お袋と和彦さん、そこに親父や弥生さんも巻き込んだ、過去に存在した、”何か”が…
…聞くなら、2人だけの今しかない…
僕は思い切ってお袋に尋ねた。
「昔…何があったか…教えてよ…」
キョトンとした顔のお袋だったけど、すぐにそれは驚愕の表情に変わった。
「弥生…?、弥生から聞いたの?…」
弥生さんが青山家にいることを、お袋は知っていたんだ…
「ああ、でも肝心なことは言ってくれなかったよ。
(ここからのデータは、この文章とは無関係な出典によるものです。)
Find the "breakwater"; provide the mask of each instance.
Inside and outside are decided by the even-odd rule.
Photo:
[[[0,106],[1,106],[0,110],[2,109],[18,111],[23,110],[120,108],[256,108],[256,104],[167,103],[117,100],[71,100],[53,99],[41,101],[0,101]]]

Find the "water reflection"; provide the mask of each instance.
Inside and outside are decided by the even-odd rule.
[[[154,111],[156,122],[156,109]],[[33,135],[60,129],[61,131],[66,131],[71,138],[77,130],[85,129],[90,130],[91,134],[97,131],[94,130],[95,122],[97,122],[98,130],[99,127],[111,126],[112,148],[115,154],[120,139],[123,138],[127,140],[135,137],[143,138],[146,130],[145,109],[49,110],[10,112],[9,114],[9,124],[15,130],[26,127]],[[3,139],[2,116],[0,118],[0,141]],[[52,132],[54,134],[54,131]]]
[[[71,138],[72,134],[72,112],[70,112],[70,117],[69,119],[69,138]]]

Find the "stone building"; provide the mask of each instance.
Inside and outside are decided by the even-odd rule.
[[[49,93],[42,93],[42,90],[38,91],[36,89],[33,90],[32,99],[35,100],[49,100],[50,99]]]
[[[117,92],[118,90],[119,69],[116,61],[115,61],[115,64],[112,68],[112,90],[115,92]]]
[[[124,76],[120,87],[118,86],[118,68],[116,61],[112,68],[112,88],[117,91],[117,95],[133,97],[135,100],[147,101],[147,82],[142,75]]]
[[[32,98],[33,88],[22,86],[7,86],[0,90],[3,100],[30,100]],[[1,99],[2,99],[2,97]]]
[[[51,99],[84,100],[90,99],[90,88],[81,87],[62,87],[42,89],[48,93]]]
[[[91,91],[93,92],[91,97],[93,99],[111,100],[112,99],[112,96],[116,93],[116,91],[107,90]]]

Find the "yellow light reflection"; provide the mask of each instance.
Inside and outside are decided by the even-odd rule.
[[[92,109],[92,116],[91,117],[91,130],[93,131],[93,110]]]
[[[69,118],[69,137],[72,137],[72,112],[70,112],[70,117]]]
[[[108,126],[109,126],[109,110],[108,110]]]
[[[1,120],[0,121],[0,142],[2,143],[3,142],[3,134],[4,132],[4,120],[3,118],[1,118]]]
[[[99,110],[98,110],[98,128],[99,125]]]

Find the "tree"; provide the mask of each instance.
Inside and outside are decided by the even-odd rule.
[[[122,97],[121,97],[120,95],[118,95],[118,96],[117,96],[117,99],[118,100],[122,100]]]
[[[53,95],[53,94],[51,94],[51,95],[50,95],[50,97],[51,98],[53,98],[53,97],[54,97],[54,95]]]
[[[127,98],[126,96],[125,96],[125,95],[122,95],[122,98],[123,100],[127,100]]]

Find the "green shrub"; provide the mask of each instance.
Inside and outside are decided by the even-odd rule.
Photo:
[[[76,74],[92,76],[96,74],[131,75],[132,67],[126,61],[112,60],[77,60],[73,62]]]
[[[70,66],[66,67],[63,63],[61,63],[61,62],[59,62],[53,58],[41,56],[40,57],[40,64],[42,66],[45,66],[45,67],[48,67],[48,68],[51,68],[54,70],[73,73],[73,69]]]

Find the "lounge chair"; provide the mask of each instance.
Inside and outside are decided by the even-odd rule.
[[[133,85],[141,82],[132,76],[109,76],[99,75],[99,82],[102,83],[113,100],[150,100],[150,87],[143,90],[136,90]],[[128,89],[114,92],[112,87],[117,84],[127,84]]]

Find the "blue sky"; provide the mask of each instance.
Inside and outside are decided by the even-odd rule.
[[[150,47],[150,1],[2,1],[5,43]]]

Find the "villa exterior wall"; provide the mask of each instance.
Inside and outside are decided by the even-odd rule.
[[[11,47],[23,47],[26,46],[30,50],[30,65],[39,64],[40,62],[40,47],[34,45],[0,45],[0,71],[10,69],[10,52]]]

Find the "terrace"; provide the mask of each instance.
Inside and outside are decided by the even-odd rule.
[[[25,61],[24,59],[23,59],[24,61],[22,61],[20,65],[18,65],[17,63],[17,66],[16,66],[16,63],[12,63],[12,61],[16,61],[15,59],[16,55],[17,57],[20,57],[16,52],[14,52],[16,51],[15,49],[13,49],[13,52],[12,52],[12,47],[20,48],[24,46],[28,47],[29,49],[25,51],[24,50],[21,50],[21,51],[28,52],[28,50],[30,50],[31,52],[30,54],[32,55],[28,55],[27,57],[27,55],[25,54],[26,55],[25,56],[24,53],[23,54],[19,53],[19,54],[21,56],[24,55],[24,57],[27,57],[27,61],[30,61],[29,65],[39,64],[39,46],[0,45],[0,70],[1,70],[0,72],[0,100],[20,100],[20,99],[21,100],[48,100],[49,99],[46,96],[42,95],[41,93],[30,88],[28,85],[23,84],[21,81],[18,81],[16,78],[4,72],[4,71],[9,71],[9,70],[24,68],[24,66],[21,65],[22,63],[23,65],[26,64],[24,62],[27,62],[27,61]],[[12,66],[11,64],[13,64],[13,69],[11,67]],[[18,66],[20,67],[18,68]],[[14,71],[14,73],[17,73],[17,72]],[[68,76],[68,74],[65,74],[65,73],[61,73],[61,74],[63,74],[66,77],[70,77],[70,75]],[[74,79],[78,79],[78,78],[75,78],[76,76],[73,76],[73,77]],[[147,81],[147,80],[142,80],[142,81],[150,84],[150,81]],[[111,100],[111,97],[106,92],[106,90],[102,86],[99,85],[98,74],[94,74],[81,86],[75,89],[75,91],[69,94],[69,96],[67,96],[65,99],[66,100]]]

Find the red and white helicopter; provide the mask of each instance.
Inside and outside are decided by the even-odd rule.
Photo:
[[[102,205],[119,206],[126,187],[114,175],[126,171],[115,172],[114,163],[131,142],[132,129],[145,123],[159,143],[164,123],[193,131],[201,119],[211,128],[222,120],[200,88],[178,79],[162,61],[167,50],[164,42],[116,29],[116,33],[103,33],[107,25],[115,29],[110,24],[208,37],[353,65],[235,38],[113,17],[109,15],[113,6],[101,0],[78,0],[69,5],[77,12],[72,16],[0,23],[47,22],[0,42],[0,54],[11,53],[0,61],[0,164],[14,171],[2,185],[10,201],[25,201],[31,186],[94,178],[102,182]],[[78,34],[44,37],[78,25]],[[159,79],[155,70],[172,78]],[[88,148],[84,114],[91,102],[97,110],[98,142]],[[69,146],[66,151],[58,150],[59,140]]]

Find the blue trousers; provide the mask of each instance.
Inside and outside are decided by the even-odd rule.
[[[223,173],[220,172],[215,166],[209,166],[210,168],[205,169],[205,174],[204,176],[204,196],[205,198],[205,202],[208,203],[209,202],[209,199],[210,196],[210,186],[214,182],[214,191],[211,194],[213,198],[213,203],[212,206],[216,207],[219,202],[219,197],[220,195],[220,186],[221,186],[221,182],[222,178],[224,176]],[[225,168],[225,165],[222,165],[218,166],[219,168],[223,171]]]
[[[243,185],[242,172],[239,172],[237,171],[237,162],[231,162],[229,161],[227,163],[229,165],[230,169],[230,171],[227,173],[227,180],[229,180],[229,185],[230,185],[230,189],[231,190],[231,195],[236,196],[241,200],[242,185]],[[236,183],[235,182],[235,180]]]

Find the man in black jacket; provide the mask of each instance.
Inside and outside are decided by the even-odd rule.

それはお袋と親父に聞いてくれってさ…」
「そう…それだけでも、聞いたら、話すしかないわね…」
お袋は観念しながらも、ふっと微笑んで言った。
「今から言うことは全部本当のこと…匠はもういい歳になったんだから、覚悟…する必要はないかな…」
「それも含めて、大丈夫だよ」
「よかった。2人だけのときに話せて」
お袋の後に続き、台所に移動する。
僕の為に準備してくれているのだろう、肉ジャガの甘い香りが僕の鼻孔を刺激する。
「弥生は…あんたと関係を持つ前から、話すべきだって言ってたの…
でもね…父さんのことを考えると…なかなか言い出せなかった……」
僕はティーポットから上がる湯気の向こうのお袋を、じっと見つめた。